Other additions will be an in-house butcher, a juice bar, salad
bar, an expanded hot food and hot soup section, plus an increased
inventory of wine selections. Wine and cooking classes might
also an option on the horizon.
Downtown residents will also have another need fulfilled. A
pharmacy.
“We’re going to provide that,” Baker says, “Besides getting
their prescriptions filled and buying the medications they are
used to, they will find homeopathic and alternative medications.
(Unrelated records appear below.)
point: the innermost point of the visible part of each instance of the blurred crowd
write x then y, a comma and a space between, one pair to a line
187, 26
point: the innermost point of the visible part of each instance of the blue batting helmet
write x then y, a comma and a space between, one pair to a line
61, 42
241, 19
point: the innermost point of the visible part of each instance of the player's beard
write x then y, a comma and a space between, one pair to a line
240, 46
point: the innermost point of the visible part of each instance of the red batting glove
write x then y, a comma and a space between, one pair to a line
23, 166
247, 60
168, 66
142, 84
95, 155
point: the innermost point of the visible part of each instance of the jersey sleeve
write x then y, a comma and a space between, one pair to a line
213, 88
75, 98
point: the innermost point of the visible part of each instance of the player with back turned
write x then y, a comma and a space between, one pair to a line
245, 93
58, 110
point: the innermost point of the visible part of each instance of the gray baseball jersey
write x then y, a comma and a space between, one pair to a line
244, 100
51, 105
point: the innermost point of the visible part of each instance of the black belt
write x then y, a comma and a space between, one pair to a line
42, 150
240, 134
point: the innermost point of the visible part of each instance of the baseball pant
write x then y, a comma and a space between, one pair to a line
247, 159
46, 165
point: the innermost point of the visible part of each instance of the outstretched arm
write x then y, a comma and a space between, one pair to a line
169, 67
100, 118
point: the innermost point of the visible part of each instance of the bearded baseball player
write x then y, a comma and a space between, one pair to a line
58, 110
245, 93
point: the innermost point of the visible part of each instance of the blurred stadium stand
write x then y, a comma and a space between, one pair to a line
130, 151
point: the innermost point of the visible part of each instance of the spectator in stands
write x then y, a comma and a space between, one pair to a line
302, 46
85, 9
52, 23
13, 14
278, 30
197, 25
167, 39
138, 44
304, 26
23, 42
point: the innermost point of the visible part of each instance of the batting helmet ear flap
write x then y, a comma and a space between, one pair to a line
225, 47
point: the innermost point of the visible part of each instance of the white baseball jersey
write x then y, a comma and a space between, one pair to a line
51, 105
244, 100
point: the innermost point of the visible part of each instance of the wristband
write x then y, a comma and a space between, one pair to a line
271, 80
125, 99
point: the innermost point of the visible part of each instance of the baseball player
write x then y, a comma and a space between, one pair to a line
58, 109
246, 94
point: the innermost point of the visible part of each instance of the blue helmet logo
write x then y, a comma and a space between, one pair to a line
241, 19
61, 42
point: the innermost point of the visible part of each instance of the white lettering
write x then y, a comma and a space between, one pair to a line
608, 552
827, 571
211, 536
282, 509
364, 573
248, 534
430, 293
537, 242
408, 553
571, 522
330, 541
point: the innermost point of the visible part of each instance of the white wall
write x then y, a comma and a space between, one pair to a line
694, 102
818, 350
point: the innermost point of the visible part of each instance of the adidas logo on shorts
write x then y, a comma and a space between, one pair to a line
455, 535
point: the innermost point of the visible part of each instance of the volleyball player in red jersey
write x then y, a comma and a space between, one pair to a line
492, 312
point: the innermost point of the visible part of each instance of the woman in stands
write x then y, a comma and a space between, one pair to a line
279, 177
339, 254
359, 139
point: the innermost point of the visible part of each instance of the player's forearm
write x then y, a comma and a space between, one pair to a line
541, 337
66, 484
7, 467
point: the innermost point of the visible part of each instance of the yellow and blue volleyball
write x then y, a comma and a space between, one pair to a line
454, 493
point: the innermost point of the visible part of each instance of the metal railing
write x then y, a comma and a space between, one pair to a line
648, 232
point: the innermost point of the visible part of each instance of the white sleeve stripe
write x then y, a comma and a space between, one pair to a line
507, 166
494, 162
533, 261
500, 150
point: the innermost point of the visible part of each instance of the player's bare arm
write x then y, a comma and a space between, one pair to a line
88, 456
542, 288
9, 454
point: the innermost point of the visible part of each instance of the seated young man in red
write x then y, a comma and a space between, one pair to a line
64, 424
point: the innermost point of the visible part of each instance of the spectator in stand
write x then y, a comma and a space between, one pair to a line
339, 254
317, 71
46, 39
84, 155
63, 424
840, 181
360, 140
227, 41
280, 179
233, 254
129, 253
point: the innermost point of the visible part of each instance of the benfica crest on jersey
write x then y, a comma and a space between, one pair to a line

More and more people are moving to preventative rather than
reactive care.
“Our consumer seems to be young professionals, young couples,
empty nesters and singles,” Baker says. “And while there aren’t
a lot of kids running around, we do have college students because
of the lofts.”
He says that he has seen a new segment in their clientele in
the two years that City Grocers has been in operation. “This
new segment is more food conscious, more food savvy. They know
about the Food Channel, they want to know more about what they’re
eating, where it’s grown, and consequently our natural food
selection has grown.”
City Grocers serves lunch and dinner on the mezzanine and this
too will be expanded in their new location.
Other changes will be the hours which will extend past 9 p.m.
before the move. The employee count of 32 will go to 64— the
better to serve the space which will also double from 6,500
to 15,000 square feet. Dimensions have yet to be decided, Baker
says.
While he admits that City Grocer didn’t make a profit for the
first 15 months, Baker said he knew that when he opened the
doors, expansion was inevitable. “We knew that it would grow
and evolve as more and more people moved downtown.
Mike Kociela, owner of Entertainment Saint Louis, lives and
works downtown, and patronizes the market on a regular basis.
“We eat there three to four times a week and shop there as we
needed we don’t stock up, we go there and purchase a meal, or
the ingredients for a meal or the ingredients that we need.
We don’t have to do the big grocery haul like you do in the
county!”
Brian Gorecki, project manager for the Syndicate Building, says
this was his first association with City Grocers “other than
buying my coffee in the morning. But I love what they do. I
think they have a great concept and I don’t think St. Louis
realizes how lucky they are to have a very high quality urban
grocer.”
St. Louis-based BSI is the contractor for the building. Gorecki
says plans had not been finalized yet, so any comment on the
project would be premature.
The project, as with much of the downtown projects, is using
affordable tax exempt bonds for a funding mechanism, Gorecki
says. “We will have market rate apartments and condos on the
ninth to 11th floor, plus two-story penthouses on the 15th and
16th floors.”
While the walls will be new, the ambiance will be the same,
retaining the same urban look created by Baker. Trivers and
Associates and The Lawrence Group will also be involved in the
renovation.
Baker says that he hoped to keep the moving and renovation costs
“under a million.”
He harbors no illusions about the business. “It’s still a fragile
market downtown. You have the pioneers coming down and opening
up businesses, and I want to take my hat off to these guys.
They’re moving into this area and, through them, hopefully we
will draw other people to move in and open businesses.”
“We don’t have that exponential growth and retail yet, but it
will happen,” he says. “This is the place that I want to go
to, even if it’s a gradual process.”
Gorecki says that the business has attracted the attention of
other metropolitan areas including Memphis, Kansas City and
Louisville who are looking at City Grocers as a possible model
for similar businesses in their own downtown.
What is it they say about imitation?